Not sure what the extra empty parameters are supposed to do but doesn't look like they work properly.

Event Timeline

@ArielGlenn @hoo
Is this the same issue as T117534: DCAT-AP: XML produces invalid output with HHVM?

DCAT was recently moved over to HHMV but the issue may not actually have been fixed (per the task having been re-opened)

It should be back on php5 now, I went through all the misc dumps crons, made sure they all use the config setting for php in the dumps config, and that is php5. See https://gerrit.wikimedia.org/r/#/c/400692/

hoo claimed this task.

It should be back on php5 now, I went through all the misc dumps crons, made sure they all use the config setting for php in the dumps config, and that is php5. See https://gerrit.wikimedia.org/r/#/c/400692/

Why would you revert this without even talking to me? Did you even check if DCAT.php was updated on the server after my change was merged?

It should be back on php5 now, I went through all the misc dumps crons, made sure they all use the config setting for php in the dumps config, and that is php5. See https://gerrit.wikimedia.org/r/#/c/400692/

Why would you revert this without even talking to me?
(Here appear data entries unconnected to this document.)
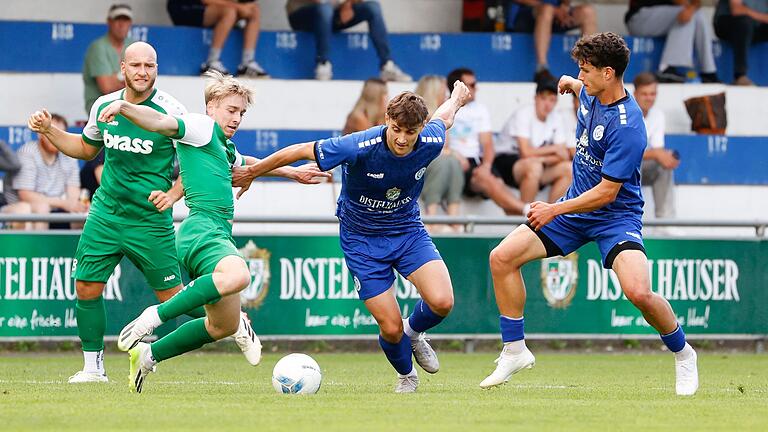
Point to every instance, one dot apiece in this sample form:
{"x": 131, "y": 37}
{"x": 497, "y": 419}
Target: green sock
{"x": 91, "y": 323}
{"x": 190, "y": 336}
{"x": 199, "y": 292}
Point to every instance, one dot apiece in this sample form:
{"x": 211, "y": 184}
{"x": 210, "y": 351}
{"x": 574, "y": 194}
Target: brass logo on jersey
{"x": 393, "y": 194}
{"x": 558, "y": 280}
{"x": 258, "y": 263}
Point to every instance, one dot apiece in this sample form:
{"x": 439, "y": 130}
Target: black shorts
{"x": 186, "y": 12}
{"x": 504, "y": 163}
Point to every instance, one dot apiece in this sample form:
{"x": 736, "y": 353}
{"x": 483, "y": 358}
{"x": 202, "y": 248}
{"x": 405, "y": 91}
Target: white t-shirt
{"x": 654, "y": 125}
{"x": 471, "y": 120}
{"x": 523, "y": 123}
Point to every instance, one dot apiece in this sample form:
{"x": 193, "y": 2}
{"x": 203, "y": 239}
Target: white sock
{"x": 93, "y": 361}
{"x": 515, "y": 347}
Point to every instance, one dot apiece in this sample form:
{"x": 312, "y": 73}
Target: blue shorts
{"x": 566, "y": 234}
{"x": 371, "y": 259}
Did you even check if DCAT.php was updated on the server after my change was merged?

AFAIR I deployed the change and that ran fine for a short while. But given the snapshot hosts are no longer supposed to be converted to hhvm ever, everything was switched to using the default php (which is Zend 5.5 here… and soon even 7).